I don’t remember exactly where I was, or how the conversation came up, but my father and I were discussing a disagreement I was having with a friend. There were two different tracks we could take in high school, and we had to choose by the end of eighth grade which to follow: the college track or the vocational track. For me, there was no option, I would go the college track. But my best friend was heading the other way. And I was disappointed in her for taking “the easy way out.”
I discussed this with my father, whose response shocked me. “You know what your problem is?” he asked me. “Your problem is that you always think you know what’s best for everyone else. And just because something is right for you doesn’t mean the rest of the world is going to follow your example.”
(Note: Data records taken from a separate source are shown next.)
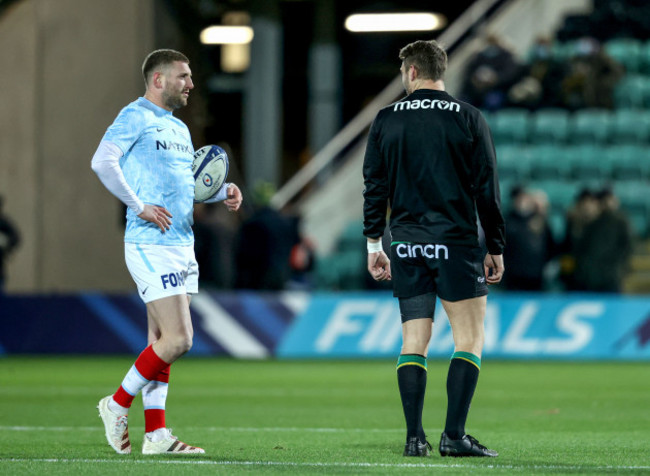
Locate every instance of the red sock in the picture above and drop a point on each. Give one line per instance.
(146, 367)
(154, 418)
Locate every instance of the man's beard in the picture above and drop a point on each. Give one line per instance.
(173, 101)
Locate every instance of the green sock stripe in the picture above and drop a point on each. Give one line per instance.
(412, 359)
(469, 357)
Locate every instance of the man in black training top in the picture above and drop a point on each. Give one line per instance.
(431, 158)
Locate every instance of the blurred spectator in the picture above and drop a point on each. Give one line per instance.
(603, 250)
(215, 229)
(530, 244)
(541, 85)
(302, 257)
(9, 240)
(264, 245)
(591, 77)
(583, 212)
(490, 74)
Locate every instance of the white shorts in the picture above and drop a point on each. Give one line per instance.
(161, 271)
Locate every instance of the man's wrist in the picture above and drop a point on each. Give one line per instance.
(374, 246)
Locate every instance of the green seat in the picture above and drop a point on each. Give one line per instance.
(632, 92)
(561, 194)
(562, 51)
(626, 51)
(628, 162)
(513, 162)
(644, 60)
(510, 125)
(633, 195)
(548, 163)
(549, 125)
(588, 162)
(630, 126)
(590, 125)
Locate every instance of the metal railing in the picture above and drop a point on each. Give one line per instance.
(450, 38)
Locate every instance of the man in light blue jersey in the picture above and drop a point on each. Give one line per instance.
(145, 159)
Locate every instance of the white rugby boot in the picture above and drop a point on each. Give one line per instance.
(116, 426)
(169, 444)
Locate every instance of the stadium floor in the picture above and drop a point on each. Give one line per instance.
(326, 417)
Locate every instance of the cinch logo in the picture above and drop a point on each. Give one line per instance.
(427, 104)
(173, 279)
(173, 146)
(407, 250)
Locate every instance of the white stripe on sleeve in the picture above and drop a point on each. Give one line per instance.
(106, 164)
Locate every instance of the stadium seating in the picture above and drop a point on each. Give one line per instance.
(513, 162)
(588, 162)
(627, 51)
(561, 194)
(589, 126)
(633, 195)
(510, 126)
(628, 162)
(549, 126)
(632, 92)
(630, 126)
(548, 163)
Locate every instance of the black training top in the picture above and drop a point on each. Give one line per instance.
(432, 157)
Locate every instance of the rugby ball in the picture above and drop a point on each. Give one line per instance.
(210, 169)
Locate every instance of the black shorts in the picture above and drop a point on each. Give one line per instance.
(453, 272)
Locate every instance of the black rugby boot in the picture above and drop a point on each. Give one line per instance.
(465, 446)
(415, 447)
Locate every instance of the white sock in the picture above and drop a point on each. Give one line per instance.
(117, 408)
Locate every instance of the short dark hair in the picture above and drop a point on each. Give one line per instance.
(159, 58)
(428, 57)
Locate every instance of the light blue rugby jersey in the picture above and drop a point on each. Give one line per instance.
(157, 164)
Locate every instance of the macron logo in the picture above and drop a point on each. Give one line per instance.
(427, 104)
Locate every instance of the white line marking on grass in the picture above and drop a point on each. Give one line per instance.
(215, 429)
(326, 465)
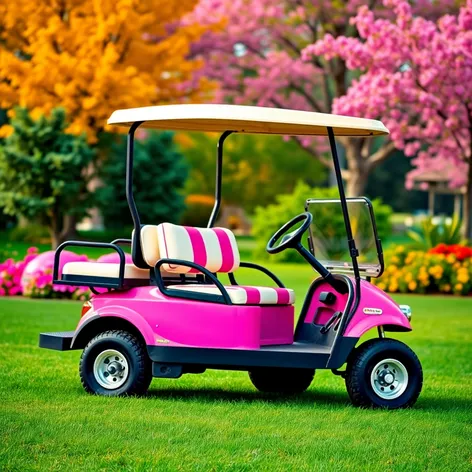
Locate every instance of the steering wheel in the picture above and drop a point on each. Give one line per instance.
(290, 240)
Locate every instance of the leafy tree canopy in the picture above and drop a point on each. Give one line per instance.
(93, 57)
(43, 172)
(159, 176)
(255, 168)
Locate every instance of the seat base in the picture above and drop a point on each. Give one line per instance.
(245, 295)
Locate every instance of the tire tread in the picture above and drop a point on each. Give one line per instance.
(141, 385)
(355, 372)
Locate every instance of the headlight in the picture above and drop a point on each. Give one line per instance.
(406, 310)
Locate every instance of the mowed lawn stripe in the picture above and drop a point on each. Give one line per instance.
(217, 420)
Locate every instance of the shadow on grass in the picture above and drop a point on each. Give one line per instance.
(215, 395)
(332, 398)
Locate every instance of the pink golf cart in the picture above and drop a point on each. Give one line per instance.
(169, 312)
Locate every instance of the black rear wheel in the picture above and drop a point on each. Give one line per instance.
(384, 373)
(115, 363)
(279, 380)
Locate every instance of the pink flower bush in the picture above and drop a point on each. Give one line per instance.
(38, 284)
(36, 281)
(11, 272)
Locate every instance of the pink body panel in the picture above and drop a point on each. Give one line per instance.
(375, 300)
(177, 322)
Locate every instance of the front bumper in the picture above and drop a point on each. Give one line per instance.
(60, 341)
(406, 310)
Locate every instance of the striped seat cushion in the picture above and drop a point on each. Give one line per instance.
(243, 295)
(212, 248)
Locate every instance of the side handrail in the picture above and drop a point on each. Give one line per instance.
(128, 242)
(187, 293)
(251, 265)
(113, 246)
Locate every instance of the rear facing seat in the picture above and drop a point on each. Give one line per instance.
(216, 250)
(90, 273)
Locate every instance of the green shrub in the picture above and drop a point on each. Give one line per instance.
(429, 234)
(198, 210)
(31, 233)
(267, 220)
(159, 175)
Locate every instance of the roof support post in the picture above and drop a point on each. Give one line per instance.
(136, 250)
(219, 178)
(353, 252)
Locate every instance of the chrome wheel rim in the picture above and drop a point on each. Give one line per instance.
(389, 379)
(110, 369)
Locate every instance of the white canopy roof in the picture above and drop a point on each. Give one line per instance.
(245, 119)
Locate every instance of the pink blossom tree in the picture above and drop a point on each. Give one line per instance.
(257, 57)
(416, 76)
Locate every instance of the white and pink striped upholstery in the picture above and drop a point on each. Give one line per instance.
(244, 295)
(212, 248)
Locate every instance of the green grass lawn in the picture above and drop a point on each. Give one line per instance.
(217, 421)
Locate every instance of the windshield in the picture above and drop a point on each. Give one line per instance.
(328, 241)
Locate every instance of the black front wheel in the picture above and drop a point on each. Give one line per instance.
(115, 363)
(384, 373)
(280, 380)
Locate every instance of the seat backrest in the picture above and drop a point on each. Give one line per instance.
(149, 244)
(213, 248)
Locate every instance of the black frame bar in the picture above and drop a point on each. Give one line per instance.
(100, 281)
(219, 178)
(252, 265)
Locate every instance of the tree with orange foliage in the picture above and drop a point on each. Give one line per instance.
(94, 56)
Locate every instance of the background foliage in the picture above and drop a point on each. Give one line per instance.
(159, 176)
(269, 219)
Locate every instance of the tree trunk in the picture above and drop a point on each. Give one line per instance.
(356, 183)
(69, 230)
(62, 229)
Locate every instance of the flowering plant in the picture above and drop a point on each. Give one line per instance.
(11, 272)
(38, 284)
(458, 250)
(443, 269)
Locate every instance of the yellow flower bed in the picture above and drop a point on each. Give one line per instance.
(422, 272)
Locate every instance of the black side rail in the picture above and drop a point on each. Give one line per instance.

These were difficult words for a thirteen-year-old to hear. At the time, I was furious, insulted, and hurt, but mainly surprised at how well my father knew me. He was right.
How many times do we encounter this kind of advice: “I can’t tell you what to do, but if you don’t do it this way, God won’t love you any more/you’re not a patriotic citizen/I won’t speak to you ever again?”
And really, where does that get anyone?
I think back on the times that someone has asked me for advice, and I’ve given it, and they’ve gone and done something else, and I’ve felt a smug pride in the fact that I was right as they seemed to falter. But as I continue to think about it more and more, I realize that in each and every case, the person has come out of their situation just fine. Sure, maybe they did something different than I would have, but their stories have resolved themselves and the people are thriving. And who knows? Maybe my way would have been even more difficult.
I believe in the power of “live and let live.” The freedom it gives us to be who we are and let the people we love be who they are without micromanaging every minute detail of our lives. I believe that if we truly let go and let people be who they are and make their own choices and live with the consequences of those choices, for good or for bad, the world will keep turning. If we can be there for each other when we fall or when we celebrate, then our relationships will be strong and stable and happy, and there won’t be any need for condemnation or approval. We can all just be.